LAWS(PVC)-1917-2-69

NALLASIVAN PILLAI Vs. NRAMALINGAM PILLAI

Decided On February 23, 1917
NALLASIVAN PILLAI Appellant
V/S
NRAMALINGAM PILLAI Respondents

JUDGEMENT

(1.) The petitioner Nallasivan Pillai presented an application under Section 13 of the Legal Practitioners Act XVIII of 1879 against a Second Grade Pleader, Ramalingam Pillai, to the District Court of Tinnevelly on the ground that the said Vakil whom he had engaged to conduct an execution was guilty of improper conduct in the discharge of his professional duty in the matter of that execution.

(2.) Section 13 relates to the power of the High Court to suspend a pleader or Mukhtear and has clearly no application. Taking it that Section 13 is a mistake for Section 14 even then a charge of unprofessional conduct in the discharge of professional duty made against a pleader can be enquired into only by the presiding officer of the. Court in which the pleader practises. The second Grade pleader, Ramalingam Pillai, having no right to practice in the District Court and the execution matter in which the alleged misconduct took place relating to a decree of the Tinnevelly Sub Court on its Small Cause side, the charge should not have been made to the District Court and could not be taken congnizance of or enquired into by the District Judge.

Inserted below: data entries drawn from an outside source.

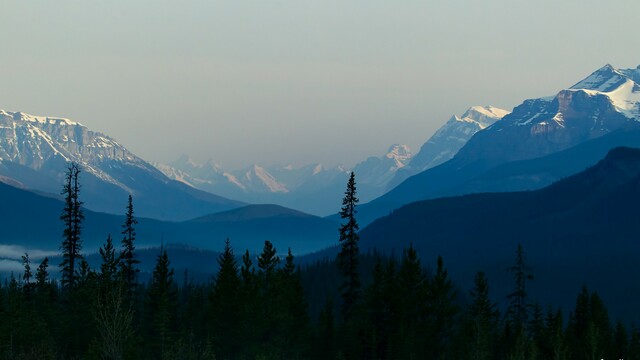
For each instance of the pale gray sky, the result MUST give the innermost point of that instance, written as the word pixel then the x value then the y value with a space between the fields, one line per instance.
pixel 295 81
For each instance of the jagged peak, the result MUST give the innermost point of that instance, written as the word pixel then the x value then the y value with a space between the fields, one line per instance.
pixel 398 151
pixel 22 116
pixel 607 79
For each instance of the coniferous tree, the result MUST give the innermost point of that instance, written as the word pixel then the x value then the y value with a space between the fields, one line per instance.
pixel 161 308
pixel 267 295
pixel 442 312
pixel 225 308
pixel 621 340
pixel 293 318
pixel 26 263
pixel 556 344
pixel 42 274
pixel 348 256
pixel 72 218
pixel 128 260
pixel 634 345
pixel 110 261
pixel 412 284
pixel 517 312
pixel 483 320
pixel 112 314
pixel 250 302
pixel 326 334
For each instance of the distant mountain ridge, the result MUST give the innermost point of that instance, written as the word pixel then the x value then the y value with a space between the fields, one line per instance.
pixel 449 139
pixel 536 128
pixel 35 150
pixel 312 188
pixel 32 221
pixel 580 230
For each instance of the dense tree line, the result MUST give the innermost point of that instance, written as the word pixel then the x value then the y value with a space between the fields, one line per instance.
pixel 265 307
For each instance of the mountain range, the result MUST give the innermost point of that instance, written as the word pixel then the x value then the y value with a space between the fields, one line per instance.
pixel 35 150
pixel 312 188
pixel 247 227
pixel 605 101
pixel 318 190
pixel 449 139
pixel 580 230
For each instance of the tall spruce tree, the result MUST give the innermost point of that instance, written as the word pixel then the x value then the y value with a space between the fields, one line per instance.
pixel 348 256
pixel 483 320
pixel 442 312
pixel 161 308
pixel 225 308
pixel 517 312
pixel 109 266
pixel 128 259
pixel 72 217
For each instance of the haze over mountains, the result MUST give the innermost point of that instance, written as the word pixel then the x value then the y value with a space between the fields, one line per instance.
pixel 318 190
pixel 488 149
pixel 581 230
pixel 312 188
pixel 605 101
pixel 35 150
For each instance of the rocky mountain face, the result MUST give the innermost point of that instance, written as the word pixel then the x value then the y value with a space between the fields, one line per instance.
pixel 602 103
pixel 35 151
pixel 448 139
pixel 312 188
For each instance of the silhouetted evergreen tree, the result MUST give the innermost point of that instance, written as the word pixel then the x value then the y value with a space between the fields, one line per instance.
pixel 26 263
pixel 590 329
pixel 72 218
pixel 326 333
pixel 621 341
pixel 42 274
pixel 348 256
pixel 482 321
pixel 225 306
pixel 160 308
pixel 555 347
pixel 442 312
pixel 128 260
pixel 110 261
pixel 293 316
pixel 412 309
pixel 634 345
pixel 517 312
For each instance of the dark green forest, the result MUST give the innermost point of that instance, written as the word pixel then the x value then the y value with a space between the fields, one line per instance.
pixel 355 306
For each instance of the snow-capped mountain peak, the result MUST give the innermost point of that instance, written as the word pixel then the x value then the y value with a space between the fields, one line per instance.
pixel 399 153
pixel 447 140
pixel 607 79
pixel 37 141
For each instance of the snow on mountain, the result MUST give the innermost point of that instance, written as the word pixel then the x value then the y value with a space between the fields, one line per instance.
pixel 376 172
pixel 605 101
pixel 258 179
pixel 38 141
pixel 35 150
pixel 311 188
pixel 447 140
pixel 597 105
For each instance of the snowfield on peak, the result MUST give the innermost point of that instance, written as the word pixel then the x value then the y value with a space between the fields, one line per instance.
pixel 448 139
pixel 35 152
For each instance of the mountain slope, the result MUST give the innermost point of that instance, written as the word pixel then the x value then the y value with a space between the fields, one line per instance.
pixel 32 221
pixel 448 139
pixel 312 188
pixel 580 230
pixel 35 150
pixel 535 128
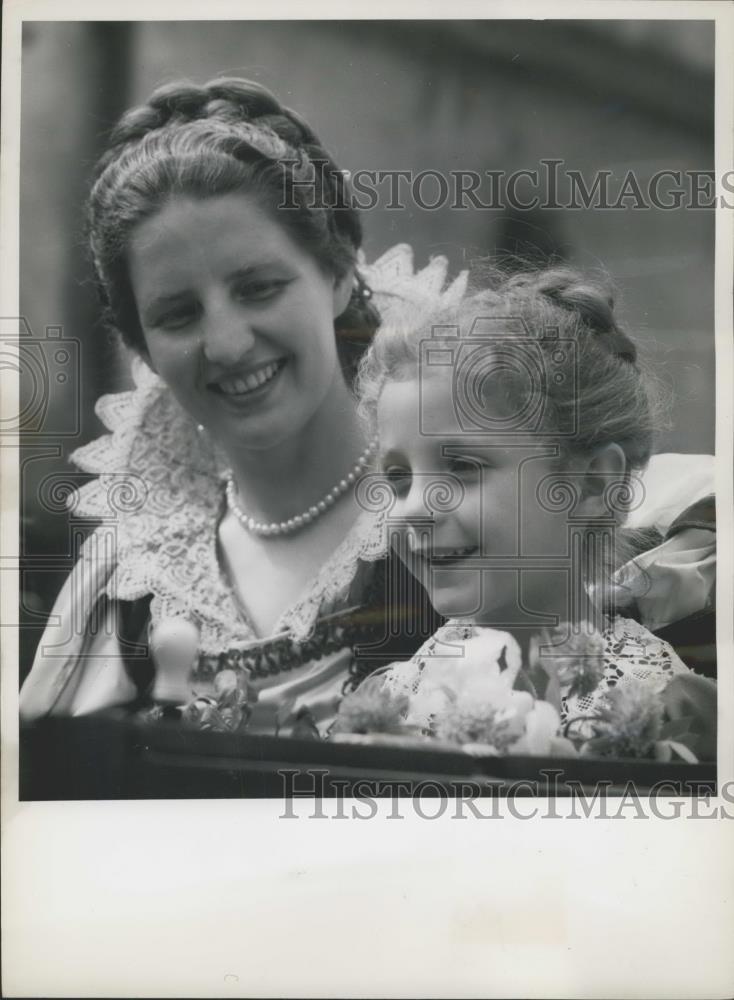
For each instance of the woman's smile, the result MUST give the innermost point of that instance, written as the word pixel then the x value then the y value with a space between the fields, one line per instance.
pixel 244 385
pixel 238 320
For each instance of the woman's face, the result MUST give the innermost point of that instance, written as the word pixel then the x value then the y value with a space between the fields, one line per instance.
pixel 237 319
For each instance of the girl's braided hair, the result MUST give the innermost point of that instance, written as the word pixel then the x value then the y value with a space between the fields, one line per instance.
pixel 597 390
pixel 229 135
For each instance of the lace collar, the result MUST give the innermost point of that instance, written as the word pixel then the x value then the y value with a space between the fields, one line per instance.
pixel 159 484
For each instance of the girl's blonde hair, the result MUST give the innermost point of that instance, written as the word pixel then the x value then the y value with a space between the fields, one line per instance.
pixel 599 389
pixel 604 395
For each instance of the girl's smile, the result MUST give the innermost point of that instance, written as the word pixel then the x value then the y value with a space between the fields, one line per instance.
pixel 483 549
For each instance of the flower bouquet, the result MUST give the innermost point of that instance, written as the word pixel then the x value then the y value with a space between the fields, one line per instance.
pixel 481 697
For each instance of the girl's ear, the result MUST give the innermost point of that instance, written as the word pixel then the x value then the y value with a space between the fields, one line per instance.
pixel 343 292
pixel 599 469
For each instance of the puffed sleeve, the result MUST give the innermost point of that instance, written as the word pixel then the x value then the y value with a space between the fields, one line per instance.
pixel 78 667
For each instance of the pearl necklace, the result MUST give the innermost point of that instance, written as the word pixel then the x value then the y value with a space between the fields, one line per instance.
pixel 307 516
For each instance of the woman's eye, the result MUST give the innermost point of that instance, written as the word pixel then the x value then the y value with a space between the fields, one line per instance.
pixel 399 480
pixel 176 319
pixel 261 291
pixel 464 467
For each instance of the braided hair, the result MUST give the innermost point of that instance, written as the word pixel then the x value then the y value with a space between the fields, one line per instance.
pixel 594 393
pixel 596 390
pixel 229 135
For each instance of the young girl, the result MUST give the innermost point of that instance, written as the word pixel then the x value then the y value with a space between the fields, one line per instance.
pixel 510 427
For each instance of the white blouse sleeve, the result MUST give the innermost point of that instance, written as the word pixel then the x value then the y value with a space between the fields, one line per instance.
pixel 78 667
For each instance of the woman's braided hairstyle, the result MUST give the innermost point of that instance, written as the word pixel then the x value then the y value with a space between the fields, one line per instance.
pixel 230 135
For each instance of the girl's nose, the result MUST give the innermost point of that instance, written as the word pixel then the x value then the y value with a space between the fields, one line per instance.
pixel 228 337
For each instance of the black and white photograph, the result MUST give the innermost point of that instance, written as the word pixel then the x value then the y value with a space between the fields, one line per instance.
pixel 368 417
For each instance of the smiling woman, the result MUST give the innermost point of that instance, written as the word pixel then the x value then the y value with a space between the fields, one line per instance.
pixel 232 583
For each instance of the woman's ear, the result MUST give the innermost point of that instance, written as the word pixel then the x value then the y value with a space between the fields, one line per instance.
pixel 343 292
pixel 600 468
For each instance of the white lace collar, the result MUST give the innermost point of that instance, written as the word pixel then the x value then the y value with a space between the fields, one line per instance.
pixel 161 486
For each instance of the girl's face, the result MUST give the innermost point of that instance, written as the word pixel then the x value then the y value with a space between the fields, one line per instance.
pixel 487 557
pixel 237 319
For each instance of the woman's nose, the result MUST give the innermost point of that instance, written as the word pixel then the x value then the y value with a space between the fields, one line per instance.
pixel 228 336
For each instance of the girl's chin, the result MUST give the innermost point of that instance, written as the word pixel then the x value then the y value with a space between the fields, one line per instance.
pixel 454 602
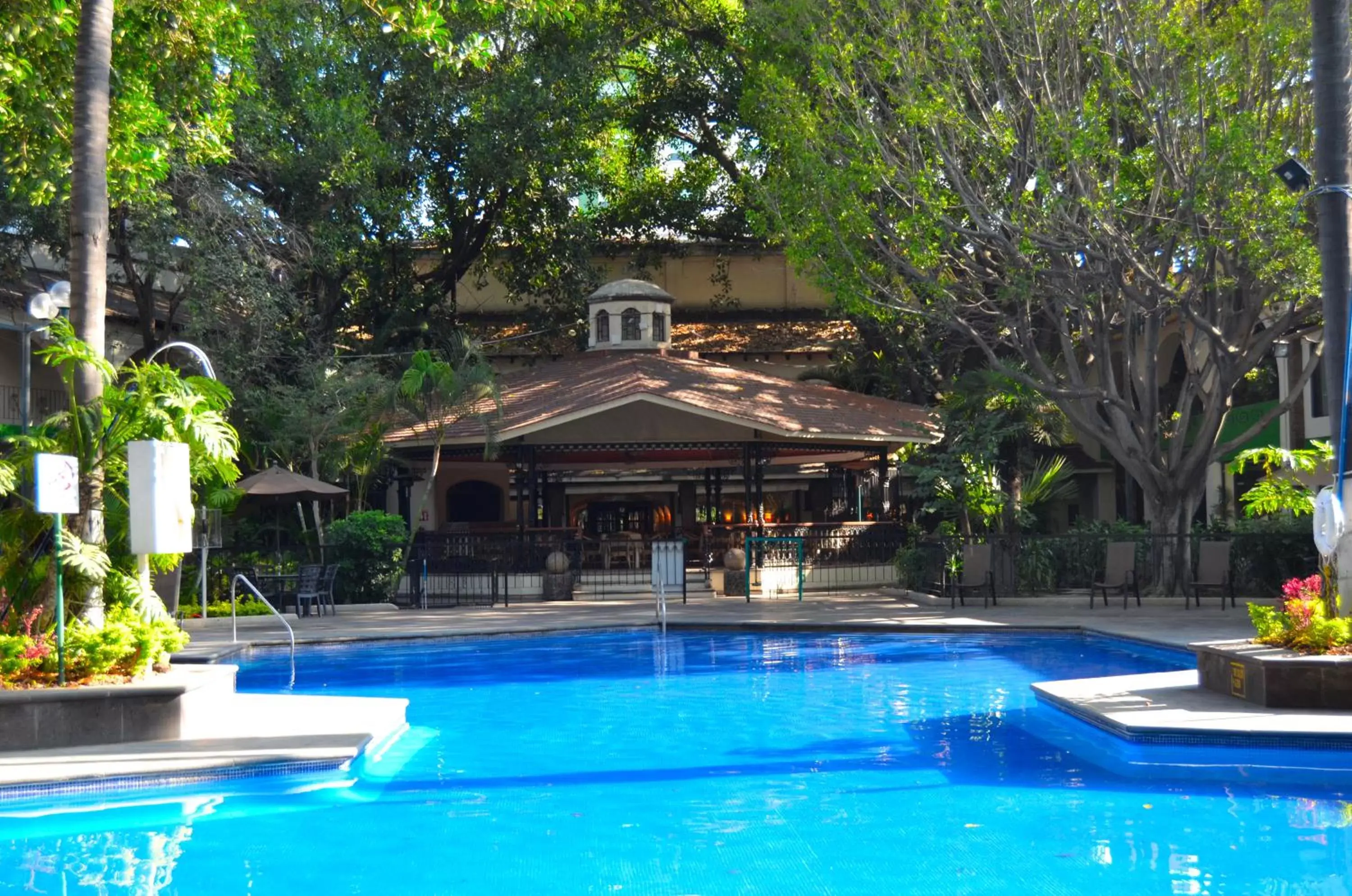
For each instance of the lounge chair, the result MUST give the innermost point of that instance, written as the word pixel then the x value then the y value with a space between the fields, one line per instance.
pixel 977 576
pixel 1119 573
pixel 1213 572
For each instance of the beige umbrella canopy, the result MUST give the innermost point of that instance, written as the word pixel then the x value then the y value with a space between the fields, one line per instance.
pixel 284 485
pixel 276 485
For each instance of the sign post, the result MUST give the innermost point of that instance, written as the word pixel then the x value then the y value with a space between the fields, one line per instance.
pixel 57 492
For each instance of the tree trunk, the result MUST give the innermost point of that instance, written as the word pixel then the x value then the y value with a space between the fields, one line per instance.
pixel 1171 544
pixel 1332 52
pixel 90 238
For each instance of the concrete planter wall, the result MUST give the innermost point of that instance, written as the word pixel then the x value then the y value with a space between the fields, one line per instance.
pixel 1274 676
pixel 149 710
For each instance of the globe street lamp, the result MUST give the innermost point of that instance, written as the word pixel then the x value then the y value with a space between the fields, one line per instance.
pixel 42 309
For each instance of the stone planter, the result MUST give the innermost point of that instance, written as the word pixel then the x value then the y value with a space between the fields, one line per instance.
pixel 149 710
pixel 1274 676
pixel 735 583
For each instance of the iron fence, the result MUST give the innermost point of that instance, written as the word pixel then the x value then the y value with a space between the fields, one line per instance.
pixel 1050 564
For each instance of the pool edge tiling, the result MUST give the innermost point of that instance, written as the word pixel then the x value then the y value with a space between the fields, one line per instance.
pixel 720 763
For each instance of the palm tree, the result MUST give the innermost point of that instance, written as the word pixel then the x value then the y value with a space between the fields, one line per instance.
pixel 90 237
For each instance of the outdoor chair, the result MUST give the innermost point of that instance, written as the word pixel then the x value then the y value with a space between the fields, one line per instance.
pixel 1213 572
pixel 1119 573
pixel 307 588
pixel 628 545
pixel 326 590
pixel 977 576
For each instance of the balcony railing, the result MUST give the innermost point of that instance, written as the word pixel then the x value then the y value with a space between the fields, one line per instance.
pixel 42 403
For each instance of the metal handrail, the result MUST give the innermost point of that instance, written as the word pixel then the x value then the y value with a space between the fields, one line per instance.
pixel 234 629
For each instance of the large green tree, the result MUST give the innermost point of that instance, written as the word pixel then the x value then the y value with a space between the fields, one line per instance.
pixel 1081 190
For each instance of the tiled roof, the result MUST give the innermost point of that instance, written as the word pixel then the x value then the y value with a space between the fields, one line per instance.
pixel 548 394
pixel 760 337
pixel 713 337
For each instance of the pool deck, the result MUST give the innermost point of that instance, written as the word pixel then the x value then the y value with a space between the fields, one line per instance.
pixel 1169 707
pixel 1167 625
pixel 314 731
pixel 222 734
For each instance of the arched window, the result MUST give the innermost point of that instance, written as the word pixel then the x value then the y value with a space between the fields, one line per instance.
pixel 474 502
pixel 629 329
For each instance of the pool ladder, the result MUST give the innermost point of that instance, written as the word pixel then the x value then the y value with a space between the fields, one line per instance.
pixel 234 627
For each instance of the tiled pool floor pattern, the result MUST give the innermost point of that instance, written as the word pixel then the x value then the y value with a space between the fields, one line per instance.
pixel 720 763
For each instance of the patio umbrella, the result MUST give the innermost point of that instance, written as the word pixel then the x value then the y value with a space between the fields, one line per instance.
pixel 280 487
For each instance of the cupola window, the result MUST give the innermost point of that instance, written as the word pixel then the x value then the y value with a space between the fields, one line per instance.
pixel 629 326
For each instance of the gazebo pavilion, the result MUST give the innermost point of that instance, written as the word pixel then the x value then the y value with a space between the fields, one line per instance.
pixel 629 441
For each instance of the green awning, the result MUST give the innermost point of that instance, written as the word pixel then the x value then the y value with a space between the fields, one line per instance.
pixel 1242 418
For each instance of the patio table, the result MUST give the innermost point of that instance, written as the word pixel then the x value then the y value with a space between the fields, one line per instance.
pixel 278 587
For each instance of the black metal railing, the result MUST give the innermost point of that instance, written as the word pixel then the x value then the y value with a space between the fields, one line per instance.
pixel 1050 564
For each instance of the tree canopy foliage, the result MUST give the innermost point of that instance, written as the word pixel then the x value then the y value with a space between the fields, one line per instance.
pixel 1081 190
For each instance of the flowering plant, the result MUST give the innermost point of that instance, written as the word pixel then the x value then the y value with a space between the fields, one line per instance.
pixel 1302 621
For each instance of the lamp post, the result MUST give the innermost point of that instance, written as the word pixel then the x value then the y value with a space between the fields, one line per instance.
pixel 1332 88
pixel 42 309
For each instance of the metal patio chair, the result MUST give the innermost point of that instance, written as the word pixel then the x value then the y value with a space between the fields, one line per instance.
pixel 326 590
pixel 977 576
pixel 307 588
pixel 1213 572
pixel 1119 573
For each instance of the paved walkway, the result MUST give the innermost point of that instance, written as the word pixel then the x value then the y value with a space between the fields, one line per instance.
pixel 1169 707
pixel 1162 623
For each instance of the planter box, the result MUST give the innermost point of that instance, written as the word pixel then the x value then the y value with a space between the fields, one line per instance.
pixel 148 710
pixel 1274 676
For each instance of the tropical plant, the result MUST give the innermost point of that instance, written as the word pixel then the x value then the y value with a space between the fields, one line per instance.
pixel 1302 622
pixel 141 402
pixel 1281 491
pixel 370 550
pixel 986 472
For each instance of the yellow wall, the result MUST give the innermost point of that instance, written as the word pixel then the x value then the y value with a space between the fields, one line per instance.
pixel 758 283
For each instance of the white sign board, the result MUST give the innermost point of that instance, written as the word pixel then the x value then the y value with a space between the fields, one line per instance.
pixel 56 483
pixel 160 498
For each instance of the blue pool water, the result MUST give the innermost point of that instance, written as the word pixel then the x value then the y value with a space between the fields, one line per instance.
pixel 718 763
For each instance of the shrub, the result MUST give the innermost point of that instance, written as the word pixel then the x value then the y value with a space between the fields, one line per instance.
pixel 248 607
pixel 370 550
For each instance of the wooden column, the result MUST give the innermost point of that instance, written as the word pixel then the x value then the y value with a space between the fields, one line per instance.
pixel 760 489
pixel 710 511
pixel 748 476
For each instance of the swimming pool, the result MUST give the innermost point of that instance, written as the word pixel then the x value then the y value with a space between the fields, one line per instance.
pixel 718 763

(3.) The District Judge, however, overlooked this point went elaborately into the matter, examined the petitioner Nallasivan Pillai on solemn affirmation as petitioner s witness, found his allegations against the Vakil to be wholly false and dismissed the petition on the 2nd September 1916. It goes without saying that the learned District Judge quite honestly believed himself to have jurisdiction to make that enquiry, neither the petitioner, Nallasivan Pillai, nor the second Grade Pleader, Ramalingam Pillai, (who was represented in the enquiry by another Vakil Aruinugam Pillai) having evidently brought to the notice of the District Judge that the District Judge had no jurisdiction to make such enquiry.